Indeed, it could prove a win-win for Warne and the Hoyas.
Warne spent the past two years as the defensive coordinator at Maryland, helping the Terrapins reach the national title game in both seasons. He inherited a unit with three seniors on close defense and another at pole, and it finished the year ranked fourth nationally in scoring defense (7.0 goals per game).
With Maryland taking a graduation hit, the defense was initially a concern. But Warne crafted the country’s No. 9 scoring defense (7.94) around junior long pole Jesse Bernhardt and a close defense of sophomores Brian Cooper and Michael Ehrhardt and freshman Goran Murray.
In eight NCAA tournament games under Warne, the Terps yielded just 57 goals and surrendered double-digit goals only once — a 16-10 semifinal rout of Duke in May.
Previously, Warne served as an assistant at Delaware (2001-04), UMBC (2005-07) and Harvard (2008-10).
He inherits a program that rose from irrelevance under Urick to reach 11 straight NCAA tournaments between 1997 and 2007, only to fade considerably in recent years. The Hoyas missed the postseason the past five years.

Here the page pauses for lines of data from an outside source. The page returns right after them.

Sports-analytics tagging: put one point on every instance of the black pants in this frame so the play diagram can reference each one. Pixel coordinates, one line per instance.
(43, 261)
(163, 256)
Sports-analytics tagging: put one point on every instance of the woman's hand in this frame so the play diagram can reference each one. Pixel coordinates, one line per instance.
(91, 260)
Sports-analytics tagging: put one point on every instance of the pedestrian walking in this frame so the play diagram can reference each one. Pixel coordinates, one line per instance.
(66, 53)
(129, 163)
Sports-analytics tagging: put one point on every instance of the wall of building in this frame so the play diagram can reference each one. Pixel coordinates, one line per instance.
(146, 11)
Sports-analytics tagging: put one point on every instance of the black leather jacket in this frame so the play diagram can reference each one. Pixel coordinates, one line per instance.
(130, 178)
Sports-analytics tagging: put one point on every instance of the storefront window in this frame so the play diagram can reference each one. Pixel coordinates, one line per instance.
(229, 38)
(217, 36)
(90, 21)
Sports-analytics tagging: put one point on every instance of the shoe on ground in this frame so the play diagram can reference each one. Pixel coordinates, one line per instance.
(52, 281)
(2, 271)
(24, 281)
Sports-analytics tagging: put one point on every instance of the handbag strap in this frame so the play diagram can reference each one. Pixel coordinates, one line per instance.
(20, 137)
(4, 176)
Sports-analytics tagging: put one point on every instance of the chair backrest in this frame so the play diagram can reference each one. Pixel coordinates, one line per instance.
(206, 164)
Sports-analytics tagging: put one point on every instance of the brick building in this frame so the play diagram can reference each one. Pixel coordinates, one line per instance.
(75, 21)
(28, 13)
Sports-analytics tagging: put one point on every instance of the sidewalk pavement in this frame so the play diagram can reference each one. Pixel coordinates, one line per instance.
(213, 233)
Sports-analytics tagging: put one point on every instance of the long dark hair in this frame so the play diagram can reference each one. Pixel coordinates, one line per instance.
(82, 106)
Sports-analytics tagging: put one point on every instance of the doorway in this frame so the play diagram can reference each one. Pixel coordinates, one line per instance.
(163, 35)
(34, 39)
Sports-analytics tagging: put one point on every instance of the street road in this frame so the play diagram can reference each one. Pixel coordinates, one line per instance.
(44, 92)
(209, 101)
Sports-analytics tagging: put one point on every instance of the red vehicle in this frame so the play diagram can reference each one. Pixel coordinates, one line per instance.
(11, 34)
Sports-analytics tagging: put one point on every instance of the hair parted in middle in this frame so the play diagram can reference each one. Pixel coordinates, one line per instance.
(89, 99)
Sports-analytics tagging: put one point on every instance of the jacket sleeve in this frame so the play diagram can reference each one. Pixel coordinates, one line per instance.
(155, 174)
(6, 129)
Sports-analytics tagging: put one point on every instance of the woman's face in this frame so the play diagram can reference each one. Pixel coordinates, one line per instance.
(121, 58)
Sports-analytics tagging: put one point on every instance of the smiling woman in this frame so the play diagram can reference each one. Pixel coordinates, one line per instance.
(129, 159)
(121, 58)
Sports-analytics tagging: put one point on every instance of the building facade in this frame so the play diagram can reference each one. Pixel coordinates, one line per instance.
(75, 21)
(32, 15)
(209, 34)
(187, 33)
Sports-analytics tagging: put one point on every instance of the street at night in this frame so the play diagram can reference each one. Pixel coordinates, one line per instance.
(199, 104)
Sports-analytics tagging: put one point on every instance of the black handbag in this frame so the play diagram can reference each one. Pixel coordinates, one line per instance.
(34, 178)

More recently, Georgetown did not earn a spot in the initial Big East tournament last season and finished 7-6 only after winning its final two games.
It’s little surprise Warne, known to casual fans as much for his unbridled sideline celebrations as his well-crafted defense, expects his teams to be known for rugged, emotional play. That’s not too far from the physical reputation the Hoyas earned for much of Urick’s tenure.
“When people watch us, they’re going to make sure they see toughness, they’re going to see passion, they’re going to see guys play for 60 minutes and guys that never give up,” Warne said.
Warne said he would go through a typical process in selecting a staff. Warne said Scott Urick, an assistant under his father, was “a guy who’s on the radar” but he did not delve into specifics about his possibilities for staff.
Whoever joins Warne will land at a place with one final four appearance (1999) and a history until recently as a steady top-10 team.